Only certain incentive plans, such as the regentally approved Clinical Enterprise Management Recognition Plan pertaining to key hospital and clinical leadership positions, will be continued. The Clinical Enterprise Management Recognition Plan is supported by hospital revenues and does not involve state funding. Yudof's plan implements limitations on payouts but recognizes the value of these programs that reward staff for improvements in patient safety and satisfaction, quality of care, and other hospital priorities. These incentive programs are also important competitive components of the participants' total compensation.
"These are extremely difficult times, and we must make difficult decisions," said Yudof. "Although I regret very much the impact of these actions on our very dedicated and valuable employees, I believe they are consistent with our obligation as a public institution, and are warranted given the historic economic crisis confronting us."

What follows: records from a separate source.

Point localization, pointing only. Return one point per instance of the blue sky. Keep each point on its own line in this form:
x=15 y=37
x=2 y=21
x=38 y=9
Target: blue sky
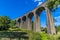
x=16 y=8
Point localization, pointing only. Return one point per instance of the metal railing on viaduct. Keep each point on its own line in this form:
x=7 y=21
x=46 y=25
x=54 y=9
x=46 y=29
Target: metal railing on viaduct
x=26 y=20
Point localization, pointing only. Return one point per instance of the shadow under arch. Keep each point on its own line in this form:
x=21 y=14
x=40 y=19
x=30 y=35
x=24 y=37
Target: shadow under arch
x=49 y=24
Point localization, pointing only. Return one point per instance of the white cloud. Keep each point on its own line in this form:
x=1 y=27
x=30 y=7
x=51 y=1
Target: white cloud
x=39 y=3
x=57 y=20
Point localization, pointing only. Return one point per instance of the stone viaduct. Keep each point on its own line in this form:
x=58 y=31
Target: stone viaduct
x=26 y=20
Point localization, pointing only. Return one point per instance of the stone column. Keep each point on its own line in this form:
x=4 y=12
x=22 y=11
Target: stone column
x=36 y=23
x=29 y=23
x=21 y=24
x=50 y=22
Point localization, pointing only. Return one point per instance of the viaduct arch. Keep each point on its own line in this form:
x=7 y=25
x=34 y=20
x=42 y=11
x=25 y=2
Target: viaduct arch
x=26 y=20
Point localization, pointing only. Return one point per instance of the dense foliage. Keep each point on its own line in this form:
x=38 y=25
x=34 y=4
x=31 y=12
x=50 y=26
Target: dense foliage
x=52 y=3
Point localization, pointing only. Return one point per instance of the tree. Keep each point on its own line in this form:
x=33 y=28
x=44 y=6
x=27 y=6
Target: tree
x=52 y=4
x=4 y=22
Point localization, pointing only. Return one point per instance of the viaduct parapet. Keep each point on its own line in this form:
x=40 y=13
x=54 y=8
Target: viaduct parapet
x=26 y=20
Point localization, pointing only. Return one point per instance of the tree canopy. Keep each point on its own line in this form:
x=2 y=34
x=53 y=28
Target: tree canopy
x=52 y=4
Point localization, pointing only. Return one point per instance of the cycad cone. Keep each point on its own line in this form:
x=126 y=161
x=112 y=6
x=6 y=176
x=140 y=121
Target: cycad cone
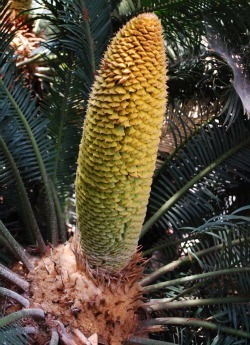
x=119 y=144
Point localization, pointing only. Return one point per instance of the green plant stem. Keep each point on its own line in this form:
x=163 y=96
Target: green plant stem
x=51 y=208
x=165 y=305
x=13 y=277
x=61 y=123
x=148 y=324
x=59 y=213
x=146 y=341
x=168 y=204
x=177 y=263
x=89 y=39
x=163 y=285
x=11 y=294
x=24 y=199
x=33 y=313
x=20 y=252
x=30 y=60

UC has already taken, or is considering, a range of actions to respond to the state's fiscal crisis, and the president and the chancellors are working diligently to reduce all unnecessary expenditures to conserve resources. At the Office of the President in Oakland, reductions have been taken to save approximately $30 million this year, and additional reductions will be taken in the coming months. All locations are limiting travel expenditures, equipment and other purchases. Severe restrictions are also in place limiting the ability to fill vacant employee positions. All of these actions coupled with ongoing strategic reductions in budgets systemwide are critical to the university's ability to withstand these financial difficulties.
Yudof's plan aligns with Gov. Arnold Schwarzenegger's recent orders to reduce and limit personnel-related costs for state employees, which request that UC and other entities enact similar measures.